Automated Kerberos Install for HDP w/ Ambari + Puppet

With the release of Ambari 2.x kerberizing a HDP install improved quite a bit. Looking back at Kerberized Hadoop Cluster – A Sandbox Example compared to today most of the there described steps are much easier by now and can be automated. For long I was looking to include it into my existing Vagrant project for an end to end setup of a kerberized cluster. With the writing of this post I finally had the opportunity to do so.

In this post I would like to describe the parts added to the Vagrant setting needed to accomplish an end to end setup of a kerberized HDP cluster. Before the final step of the cluster setup by using the Ambari REST API, a KDC with credentials needs to be created. A Puppet module was created and included to achieve the installation of a MIT Kerberos install.

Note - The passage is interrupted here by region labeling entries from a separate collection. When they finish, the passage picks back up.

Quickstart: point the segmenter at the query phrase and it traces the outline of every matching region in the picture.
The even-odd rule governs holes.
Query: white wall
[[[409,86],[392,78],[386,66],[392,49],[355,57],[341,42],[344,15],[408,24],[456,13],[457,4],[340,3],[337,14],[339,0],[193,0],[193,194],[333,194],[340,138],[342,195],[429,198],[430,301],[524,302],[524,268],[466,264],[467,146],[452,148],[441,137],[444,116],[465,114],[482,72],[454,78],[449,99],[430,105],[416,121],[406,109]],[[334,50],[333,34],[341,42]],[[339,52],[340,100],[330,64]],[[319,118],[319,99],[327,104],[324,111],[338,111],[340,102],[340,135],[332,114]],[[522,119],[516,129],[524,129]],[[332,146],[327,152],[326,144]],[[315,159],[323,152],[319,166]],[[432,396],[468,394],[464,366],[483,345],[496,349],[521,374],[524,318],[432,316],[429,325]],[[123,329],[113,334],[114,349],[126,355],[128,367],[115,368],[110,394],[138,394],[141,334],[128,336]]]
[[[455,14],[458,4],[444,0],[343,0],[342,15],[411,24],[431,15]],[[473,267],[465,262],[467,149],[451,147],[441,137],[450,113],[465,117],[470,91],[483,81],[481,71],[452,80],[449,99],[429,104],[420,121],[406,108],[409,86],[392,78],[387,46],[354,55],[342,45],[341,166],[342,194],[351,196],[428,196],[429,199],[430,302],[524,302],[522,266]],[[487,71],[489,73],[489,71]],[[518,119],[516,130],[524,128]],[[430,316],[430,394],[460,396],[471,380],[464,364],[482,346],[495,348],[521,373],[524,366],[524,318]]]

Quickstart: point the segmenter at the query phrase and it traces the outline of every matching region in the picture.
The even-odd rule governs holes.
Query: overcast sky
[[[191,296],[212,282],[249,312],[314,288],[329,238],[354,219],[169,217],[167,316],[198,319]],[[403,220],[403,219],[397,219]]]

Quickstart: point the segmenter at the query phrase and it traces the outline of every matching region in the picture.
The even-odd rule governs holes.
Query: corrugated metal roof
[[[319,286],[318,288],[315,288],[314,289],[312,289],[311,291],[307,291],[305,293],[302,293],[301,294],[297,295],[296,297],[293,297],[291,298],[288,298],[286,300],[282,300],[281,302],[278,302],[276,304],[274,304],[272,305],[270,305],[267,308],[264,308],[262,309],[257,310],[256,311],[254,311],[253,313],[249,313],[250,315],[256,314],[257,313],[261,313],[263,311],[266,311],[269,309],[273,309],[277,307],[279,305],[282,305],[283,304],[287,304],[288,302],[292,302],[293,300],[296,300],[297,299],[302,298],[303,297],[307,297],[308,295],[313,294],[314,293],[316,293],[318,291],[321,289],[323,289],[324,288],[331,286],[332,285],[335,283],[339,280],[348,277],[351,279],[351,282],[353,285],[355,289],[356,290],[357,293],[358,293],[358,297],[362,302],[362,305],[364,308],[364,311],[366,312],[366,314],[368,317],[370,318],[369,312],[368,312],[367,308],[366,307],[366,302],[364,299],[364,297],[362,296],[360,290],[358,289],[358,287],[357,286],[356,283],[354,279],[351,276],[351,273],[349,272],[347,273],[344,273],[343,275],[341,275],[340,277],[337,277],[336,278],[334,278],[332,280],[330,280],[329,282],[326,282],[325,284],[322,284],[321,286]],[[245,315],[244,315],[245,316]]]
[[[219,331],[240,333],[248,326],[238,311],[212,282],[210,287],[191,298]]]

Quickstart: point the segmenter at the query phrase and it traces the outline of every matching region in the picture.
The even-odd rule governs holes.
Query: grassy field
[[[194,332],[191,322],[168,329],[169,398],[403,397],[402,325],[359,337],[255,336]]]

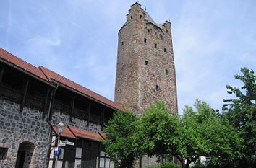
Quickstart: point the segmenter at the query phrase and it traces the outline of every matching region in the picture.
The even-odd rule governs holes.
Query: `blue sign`
[[[56,156],[59,157],[59,155],[61,154],[61,149],[58,147],[58,151],[54,151],[54,155],[55,157]]]

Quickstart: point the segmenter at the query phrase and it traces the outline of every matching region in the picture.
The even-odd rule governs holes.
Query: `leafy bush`
[[[148,167],[148,168],[181,168],[181,167],[182,167],[180,165],[176,164],[173,162],[163,162],[160,164]]]

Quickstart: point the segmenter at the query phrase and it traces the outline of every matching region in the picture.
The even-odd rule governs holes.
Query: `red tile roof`
[[[54,132],[57,134],[57,127],[56,125],[52,126]],[[77,137],[73,134],[73,133],[69,130],[68,127],[65,127],[63,129],[61,136],[69,138],[77,138]]]
[[[77,84],[74,83],[72,81],[70,81],[69,79],[43,67],[43,66],[39,66],[39,68],[42,70],[42,71],[44,73],[44,74],[47,76],[47,78],[50,80],[54,80],[56,81],[59,83],[61,83],[71,89],[75,89],[80,93],[88,96],[94,100],[96,100],[98,101],[100,101],[106,105],[110,105],[111,107],[113,107],[116,108],[116,110],[123,110],[123,107],[120,104],[112,102],[111,100],[101,96],[100,94],[93,92],[91,90],[89,90],[88,89]]]
[[[15,66],[29,72],[30,74],[39,77],[45,81],[48,81],[43,73],[37,67],[27,63],[22,59],[12,55],[12,53],[6,51],[0,48],[0,59],[4,60]]]
[[[55,133],[57,134],[57,127],[56,125],[52,126],[53,130]],[[93,141],[100,141],[101,140],[105,139],[106,136],[104,133],[98,132],[90,132],[86,130],[82,130],[74,127],[65,127],[61,132],[61,136],[69,138],[82,138],[85,139],[90,139]]]
[[[98,133],[90,132],[85,130],[69,127],[77,137],[100,141],[103,137]]]
[[[116,103],[103,96],[101,96],[100,94],[93,92],[93,91],[74,81],[72,81],[69,79],[43,66],[39,66],[39,68],[37,68],[0,48],[0,60],[1,59],[9,63],[12,63],[13,66],[17,66],[29,72],[30,74],[35,76],[36,77],[39,77],[40,79],[46,81],[56,81],[59,83],[61,83],[64,86],[69,87],[70,89],[78,91],[85,96],[100,101],[102,103],[106,104],[106,105],[108,105],[116,110],[124,110],[123,107],[120,104]]]

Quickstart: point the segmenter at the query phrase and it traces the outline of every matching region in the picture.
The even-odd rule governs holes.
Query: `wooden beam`
[[[1,83],[1,79],[3,79],[4,72],[4,68],[2,68],[0,72],[0,84]]]
[[[103,107],[102,112],[101,112],[101,126],[104,126],[104,115],[105,115],[105,108]]]
[[[26,96],[27,96],[27,87],[28,87],[28,84],[29,84],[29,80],[26,81],[26,83],[24,86],[23,88],[23,95],[22,95],[22,99],[21,100],[21,103],[20,103],[20,112],[22,112],[24,105],[25,105],[25,100],[26,100]]]
[[[87,112],[88,112],[88,118],[87,119],[87,126],[89,126],[90,118],[90,102],[88,103],[87,107]]]
[[[44,105],[43,105],[43,119],[46,118],[46,112],[47,112],[47,104],[48,104],[48,98],[49,97],[50,94],[50,89],[47,89],[46,99],[44,100]]]
[[[73,113],[74,113],[74,96],[72,97],[71,101],[70,101],[70,118],[69,118],[69,121],[72,122],[73,119]]]
[[[49,114],[49,120],[51,120],[52,117],[53,117],[53,107],[54,105],[55,102],[55,94],[57,88],[54,89],[54,90],[51,92],[51,108],[50,108],[50,114]]]

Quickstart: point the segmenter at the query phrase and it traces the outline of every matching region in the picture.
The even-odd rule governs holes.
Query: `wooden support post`
[[[4,68],[2,68],[0,72],[0,84],[1,83],[1,79],[3,79],[4,72]]]
[[[28,84],[29,84],[29,80],[27,80],[26,83],[24,86],[24,88],[23,88],[23,95],[22,95],[22,99],[21,100],[20,112],[22,112],[22,110],[23,110],[25,100],[26,100],[26,96],[27,96],[27,92]]]
[[[44,100],[43,119],[45,118],[47,112],[47,104],[48,104],[48,98],[49,97],[49,94],[50,94],[50,89],[48,89],[46,92],[46,100]]]
[[[102,109],[102,112],[101,112],[101,127],[104,126],[104,115],[105,115],[105,109]]]
[[[90,102],[88,103],[87,107],[87,112],[88,112],[88,118],[87,120],[87,126],[89,126],[90,118]]]
[[[72,96],[70,101],[70,118],[69,121],[72,122],[73,119],[73,113],[74,113],[74,96]]]
[[[55,94],[57,88],[54,89],[52,92],[51,92],[51,108],[50,108],[50,114],[49,114],[49,120],[51,120],[52,117],[53,117],[53,107],[54,105],[54,102],[55,102]]]

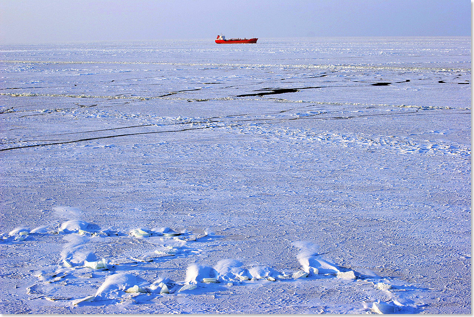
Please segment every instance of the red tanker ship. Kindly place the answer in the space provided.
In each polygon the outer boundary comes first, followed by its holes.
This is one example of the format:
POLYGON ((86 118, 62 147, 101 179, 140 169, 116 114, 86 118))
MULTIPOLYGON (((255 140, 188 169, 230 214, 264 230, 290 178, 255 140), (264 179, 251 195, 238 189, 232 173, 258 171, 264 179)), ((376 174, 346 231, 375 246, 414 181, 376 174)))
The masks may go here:
POLYGON ((231 39, 230 40, 226 40, 226 37, 224 35, 218 35, 217 39, 216 39, 216 43, 217 44, 222 44, 223 43, 256 43, 258 39, 254 38, 253 39, 231 39))

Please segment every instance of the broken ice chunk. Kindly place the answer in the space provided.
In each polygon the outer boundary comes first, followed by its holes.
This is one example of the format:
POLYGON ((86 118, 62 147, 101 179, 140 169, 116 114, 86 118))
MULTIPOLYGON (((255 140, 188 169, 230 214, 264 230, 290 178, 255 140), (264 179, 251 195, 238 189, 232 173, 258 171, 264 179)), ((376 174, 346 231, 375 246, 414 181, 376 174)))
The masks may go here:
POLYGON ((303 270, 299 271, 297 272, 295 272, 293 274, 293 275, 291 276, 291 277, 295 279, 296 278, 300 278, 301 277, 308 277, 308 273, 305 272, 303 270))
POLYGON ((381 290, 388 290, 392 288, 392 285, 390 284, 386 284, 385 283, 377 283, 375 284, 375 287, 381 290))
POLYGON ((182 292, 185 290, 191 290, 192 289, 196 289, 198 287, 198 285, 196 284, 186 284, 183 285, 183 287, 179 289, 178 292, 182 292))
POLYGON ((144 288, 142 288, 138 285, 135 285, 125 290, 125 293, 148 293, 148 291, 144 288))
POLYGON ((372 310, 377 314, 394 314, 395 312, 395 307, 385 303, 374 303, 372 306, 372 310))
POLYGON ((91 262, 85 260, 84 261, 84 266, 94 270, 108 270, 107 261, 105 259, 91 262))
POLYGON ((159 291, 160 294, 169 294, 169 290, 168 289, 168 286, 164 283, 160 283, 158 286, 161 287, 161 289, 159 291))
POLYGON ((181 233, 176 232, 167 227, 164 228, 161 233, 163 234, 163 235, 165 237, 174 237, 175 236, 179 236, 181 234, 181 233))
POLYGON ((78 305, 79 303, 82 303, 82 302, 92 302, 93 300, 94 300, 94 298, 95 298, 95 296, 94 295, 87 296, 86 297, 84 297, 84 298, 79 298, 79 299, 77 299, 75 301, 73 301, 73 305, 78 305))
POLYGON ((161 250, 155 250, 155 253, 158 256, 173 256, 176 255, 177 251, 177 249, 168 245, 161 250))
POLYGON ((337 277, 344 279, 355 279, 356 275, 354 274, 354 271, 350 271, 348 272, 338 272, 337 277))
POLYGON ((137 229, 133 229, 128 233, 130 236, 133 236, 135 238, 148 237, 152 235, 149 232, 143 230, 140 228, 137 229))

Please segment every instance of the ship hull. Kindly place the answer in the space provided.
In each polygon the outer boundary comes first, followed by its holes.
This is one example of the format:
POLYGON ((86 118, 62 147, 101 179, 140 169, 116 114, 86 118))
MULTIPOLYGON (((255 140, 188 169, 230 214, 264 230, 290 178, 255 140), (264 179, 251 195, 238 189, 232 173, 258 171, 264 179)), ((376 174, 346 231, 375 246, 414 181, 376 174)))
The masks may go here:
POLYGON ((231 39, 230 40, 216 40, 217 44, 248 44, 256 43, 258 39, 231 39))

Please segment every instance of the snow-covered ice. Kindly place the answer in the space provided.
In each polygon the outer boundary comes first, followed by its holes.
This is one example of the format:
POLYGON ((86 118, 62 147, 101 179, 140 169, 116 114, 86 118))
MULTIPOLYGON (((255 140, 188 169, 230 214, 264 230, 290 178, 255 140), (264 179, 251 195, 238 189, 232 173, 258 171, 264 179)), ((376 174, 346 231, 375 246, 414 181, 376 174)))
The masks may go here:
POLYGON ((471 313, 471 38, 261 40, 0 45, 0 313, 471 313))

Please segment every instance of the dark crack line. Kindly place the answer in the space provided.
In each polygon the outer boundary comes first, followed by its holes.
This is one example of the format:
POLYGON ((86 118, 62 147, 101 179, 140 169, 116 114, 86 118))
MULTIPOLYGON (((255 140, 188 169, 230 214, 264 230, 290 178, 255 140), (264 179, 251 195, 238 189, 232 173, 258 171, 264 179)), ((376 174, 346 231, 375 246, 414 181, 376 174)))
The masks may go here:
POLYGON ((183 129, 182 130, 175 130, 172 131, 154 131, 151 132, 137 132, 135 133, 126 133, 125 134, 118 134, 116 135, 109 135, 107 136, 99 136, 96 137, 95 138, 87 138, 86 139, 80 139, 79 140, 75 140, 73 141, 68 141, 63 142, 54 142, 52 143, 45 143, 43 144, 35 144, 33 145, 25 145, 24 146, 19 146, 15 147, 13 148, 8 148, 7 149, 0 149, 0 152, 4 151, 9 151, 10 150, 16 150, 17 149, 24 149, 26 148, 34 148, 36 147, 40 146, 45 146, 47 145, 57 145, 59 144, 67 144, 68 143, 75 143, 77 142, 83 142, 85 141, 92 141, 94 140, 101 140, 102 139, 110 139, 112 138, 117 138, 121 136, 128 136, 130 135, 139 135, 141 134, 152 134, 154 133, 166 133, 168 132, 183 132, 184 131, 188 131, 190 130, 199 130, 201 129, 208 129, 209 128, 214 127, 211 126, 203 126, 199 128, 189 128, 187 129, 183 129))

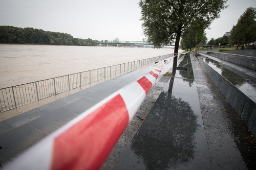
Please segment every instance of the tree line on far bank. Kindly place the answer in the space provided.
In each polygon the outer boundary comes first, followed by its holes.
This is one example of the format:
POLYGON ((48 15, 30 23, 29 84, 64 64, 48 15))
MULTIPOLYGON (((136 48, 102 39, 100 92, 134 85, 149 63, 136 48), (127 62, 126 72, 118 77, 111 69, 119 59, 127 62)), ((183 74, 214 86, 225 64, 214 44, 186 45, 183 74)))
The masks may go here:
POLYGON ((0 26, 0 43, 95 46, 96 40, 74 38, 68 34, 33 28, 0 26))
MULTIPOLYGON (((199 42, 198 34, 205 35, 204 30, 200 29, 196 26, 191 25, 186 30, 182 37, 181 46, 182 50, 190 49, 196 45, 206 44, 205 40, 202 39, 199 42)), ((224 35, 221 37, 216 39, 211 38, 207 44, 213 46, 236 46, 243 49, 244 44, 255 43, 256 41, 256 8, 249 7, 245 10, 240 16, 237 23, 233 26, 230 35, 224 35)), ((255 44, 254 44, 255 46, 255 44)))

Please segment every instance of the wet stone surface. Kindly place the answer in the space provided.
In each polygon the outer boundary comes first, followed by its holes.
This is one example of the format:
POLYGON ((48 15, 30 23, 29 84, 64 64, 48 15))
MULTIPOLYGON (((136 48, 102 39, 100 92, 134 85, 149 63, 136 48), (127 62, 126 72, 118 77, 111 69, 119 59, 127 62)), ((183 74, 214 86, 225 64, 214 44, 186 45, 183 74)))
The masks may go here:
POLYGON ((192 59, 212 168, 253 169, 255 139, 198 60, 192 59))
POLYGON ((178 60, 188 71, 166 84, 114 169, 255 168, 255 139, 190 57, 178 60))
POLYGON ((163 76, 150 90, 144 102, 136 112, 134 118, 129 124, 102 165, 101 169, 113 168, 116 162, 124 152, 125 147, 132 140, 137 130, 141 126, 170 78, 169 76, 163 76))

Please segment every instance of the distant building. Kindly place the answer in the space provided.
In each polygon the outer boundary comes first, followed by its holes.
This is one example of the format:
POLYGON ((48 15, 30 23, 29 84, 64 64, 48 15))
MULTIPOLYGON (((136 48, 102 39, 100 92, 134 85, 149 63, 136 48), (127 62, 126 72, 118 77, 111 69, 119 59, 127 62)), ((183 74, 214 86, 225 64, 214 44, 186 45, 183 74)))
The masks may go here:
POLYGON ((230 34, 231 34, 231 31, 229 31, 229 32, 227 32, 226 33, 225 33, 224 35, 226 36, 229 36, 230 35, 230 34))

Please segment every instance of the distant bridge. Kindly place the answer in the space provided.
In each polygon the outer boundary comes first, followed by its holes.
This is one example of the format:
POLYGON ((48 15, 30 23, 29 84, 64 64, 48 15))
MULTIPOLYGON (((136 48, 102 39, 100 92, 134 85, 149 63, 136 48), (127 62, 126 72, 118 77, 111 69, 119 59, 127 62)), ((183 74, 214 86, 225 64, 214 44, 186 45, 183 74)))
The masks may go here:
POLYGON ((136 45, 153 45, 151 42, 139 41, 104 41, 98 42, 98 44, 136 44, 136 45))

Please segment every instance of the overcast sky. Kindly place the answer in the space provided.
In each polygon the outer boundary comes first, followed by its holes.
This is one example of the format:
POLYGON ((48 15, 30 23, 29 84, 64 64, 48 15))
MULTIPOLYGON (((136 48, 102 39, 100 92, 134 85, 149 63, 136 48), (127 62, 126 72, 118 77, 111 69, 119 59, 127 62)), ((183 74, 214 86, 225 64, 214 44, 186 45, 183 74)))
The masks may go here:
MULTIPOLYGON (((0 0, 0 26, 32 27, 95 40, 142 40, 139 0, 0 0)), ((228 0, 206 30, 209 40, 229 32, 256 0, 228 0)))

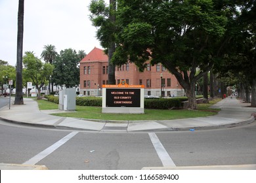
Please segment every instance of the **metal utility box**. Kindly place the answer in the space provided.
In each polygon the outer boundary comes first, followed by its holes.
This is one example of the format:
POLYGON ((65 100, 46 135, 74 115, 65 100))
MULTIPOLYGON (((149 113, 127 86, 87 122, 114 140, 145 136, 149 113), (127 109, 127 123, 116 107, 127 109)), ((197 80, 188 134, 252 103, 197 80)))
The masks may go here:
POLYGON ((65 111, 75 110, 75 88, 59 91, 58 109, 65 111))

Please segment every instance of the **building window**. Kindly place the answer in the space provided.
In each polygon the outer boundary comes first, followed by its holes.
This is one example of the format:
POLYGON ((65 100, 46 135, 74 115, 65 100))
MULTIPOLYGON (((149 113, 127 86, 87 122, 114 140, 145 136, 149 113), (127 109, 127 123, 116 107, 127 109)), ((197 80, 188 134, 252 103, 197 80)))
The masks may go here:
POLYGON ((165 86, 165 78, 161 79, 161 86, 165 86))
POLYGON ((129 71, 129 63, 126 63, 126 71, 129 71))
POLYGON ((102 74, 103 74, 103 75, 105 75, 105 74, 106 74, 106 67, 105 67, 105 66, 103 66, 103 68, 102 68, 102 74))
POLYGON ((90 75, 91 74, 91 66, 88 66, 88 75, 90 75))
POLYGON ((161 65, 161 71, 166 71, 166 68, 163 65, 161 65))
POLYGON ((83 67, 83 74, 87 75, 87 67, 83 67))
POLYGON ((91 87, 91 81, 90 80, 87 80, 87 86, 88 86, 88 88, 91 87))
POLYGON ((86 88, 86 84, 87 84, 87 82, 86 82, 86 80, 84 80, 83 81, 83 88, 86 88))
POLYGON ((146 87, 147 88, 151 87, 151 80, 150 79, 146 80, 146 87))
POLYGON ((158 63, 156 65, 156 72, 160 72, 160 63, 158 63))
POLYGON ((167 86, 171 86, 171 78, 167 78, 167 86))
POLYGON ((150 63, 148 63, 146 65, 146 71, 151 71, 151 65, 150 63))

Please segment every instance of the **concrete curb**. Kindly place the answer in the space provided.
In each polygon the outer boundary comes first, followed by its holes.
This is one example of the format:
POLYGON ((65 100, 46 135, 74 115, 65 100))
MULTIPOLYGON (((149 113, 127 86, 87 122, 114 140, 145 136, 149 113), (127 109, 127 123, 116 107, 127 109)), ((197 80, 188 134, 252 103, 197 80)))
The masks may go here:
MULTIPOLYGON (((23 125, 28 125, 28 126, 33 126, 33 127, 45 127, 45 128, 51 128, 51 129, 66 129, 66 130, 77 130, 77 131, 94 131, 94 132, 100 132, 100 130, 95 130, 95 129, 84 129, 84 128, 79 128, 79 127, 68 127, 68 126, 64 126, 64 125, 46 125, 46 124, 32 124, 32 123, 28 123, 28 122, 18 122, 14 121, 12 120, 9 120, 6 118, 3 118, 2 117, 0 117, 0 119, 5 121, 7 122, 10 123, 14 123, 17 124, 20 124, 23 125)), ((231 127, 235 127, 238 126, 241 126, 244 125, 248 125, 253 122, 254 122, 255 120, 255 118, 253 114, 251 114, 251 117, 248 118, 247 120, 243 120, 239 122, 234 122, 232 124, 220 124, 220 125, 207 125, 207 126, 191 126, 191 127, 166 127, 166 128, 161 128, 161 129, 140 129, 140 130, 132 130, 129 131, 126 130, 126 133, 131 133, 131 132, 146 132, 146 131, 189 131, 190 129, 193 130, 210 130, 210 129, 221 129, 221 128, 231 128, 231 127)), ((115 121, 116 122, 116 121, 115 121)), ((156 121, 156 122, 158 122, 156 121)), ((106 123, 111 123, 111 121, 108 120, 106 123)), ((121 123, 120 122, 120 123, 121 123)), ((118 130, 115 130, 115 131, 119 131, 118 130)), ((124 131, 122 130, 122 132, 124 131)))
POLYGON ((142 170, 256 170, 256 164, 188 167, 148 167, 142 170))
POLYGON ((48 170, 45 165, 0 163, 0 170, 48 170))

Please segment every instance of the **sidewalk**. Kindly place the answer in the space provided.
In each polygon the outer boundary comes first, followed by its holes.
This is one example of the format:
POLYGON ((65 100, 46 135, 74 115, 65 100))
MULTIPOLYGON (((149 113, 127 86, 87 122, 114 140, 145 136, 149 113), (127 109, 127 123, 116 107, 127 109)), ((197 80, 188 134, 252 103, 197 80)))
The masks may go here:
POLYGON ((221 111, 213 116, 161 121, 114 122, 52 116, 51 113, 63 111, 40 111, 36 101, 24 98, 23 105, 12 105, 11 109, 9 109, 9 105, 0 108, 0 119, 34 126, 103 133, 194 131, 231 127, 252 123, 255 118, 251 114, 256 112, 256 108, 248 107, 249 105, 236 99, 228 97, 211 107, 221 108, 221 111))
MULTIPOLYGON (((59 110, 40 111, 37 103, 32 99, 24 98, 24 105, 0 108, 0 120, 33 126, 56 129, 91 131, 98 133, 129 133, 136 131, 173 131, 231 127, 248 124, 255 121, 252 114, 256 114, 256 108, 248 107, 236 99, 228 97, 214 105, 211 108, 221 108, 215 116, 161 121, 102 121, 89 120, 74 118, 52 116, 51 113, 63 112, 59 110)), ((255 116, 256 116, 256 115, 255 116)), ((142 169, 255 169, 256 165, 238 165, 222 166, 144 167, 142 169)), ((1 170, 48 169, 44 165, 17 165, 0 163, 1 170)))

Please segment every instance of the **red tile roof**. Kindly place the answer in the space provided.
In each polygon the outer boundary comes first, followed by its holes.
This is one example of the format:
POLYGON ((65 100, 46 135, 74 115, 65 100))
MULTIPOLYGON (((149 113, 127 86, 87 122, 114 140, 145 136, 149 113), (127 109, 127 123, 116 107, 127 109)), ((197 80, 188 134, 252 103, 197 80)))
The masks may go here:
POLYGON ((88 62, 88 61, 99 61, 104 62, 108 61, 108 56, 105 54, 103 50, 95 47, 84 58, 80 61, 88 62))

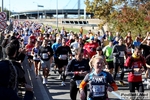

Install and Setup MIT Kerberos with Puppet

Additionally to the already existing parameters for the KDC the realm (:krb5_realm ) and the KDC host (:krb5_host) have to be added to the HDP config file required for the setup (example config hdp.rb):

{
    :hdp_ambari => "2.2.0.0",
    :blueprint_name => "n1-hdp-basic",
    :krb5_realm => "MYCORP.NET",
    :krb5_kdc => "one.hdp",
    :hdp_os => "centos7",
....
}

This parameters are added to the puppet.facter to be used by the Vagrant file:

node_config.vm.provision "puppet" do |puppet|
  puppet.environment_path = ENVIRONMENT_PATH
  puppet.environment = opts[:node_env]
  puppet.module_path = MODULES_PATH
  #puppet.manifest_file = opts[:manifest_file].to_s
  puppet.facter = {
    "ownhostname" => opts[:name],
    "ambarihostname" => AMBARI_HOST_NAME,
    "blueprint_name" => hdp_conf[:blueprint_name],
    "hdp_ambari" => hdp_conf[:hdp_ambari],
    "hdp_os" => hdp_conf[:hdp_os], 
    "hdp_stack" => hdp_conf[:hdp_stack],
    "hdp_update" => hdp_conf[:hdp_update],
    "hdp_util" => hdp_conf[:hdp_util],
    "krb5_realm" => hdp_conf[:krb5_realm],
    "krb5_kdc" => hdp_conf[:krb5_kdc],
    "jdk_version" => hdp_conf[:jdk_version],
  }
end

The Puppet module for the KDC setup is placed under puppet/modules/kerberos containing a pretty straight forward implementation of a typical module. There is probably only one thing that might catch your attention, which is the use of the rng service. In some environments there is not enough entropy (randomness) for the KDC to encrypt its database, without this a install would timeout. The service is not stopped at the end keeping it running. You can stop it manually after the install if you really want.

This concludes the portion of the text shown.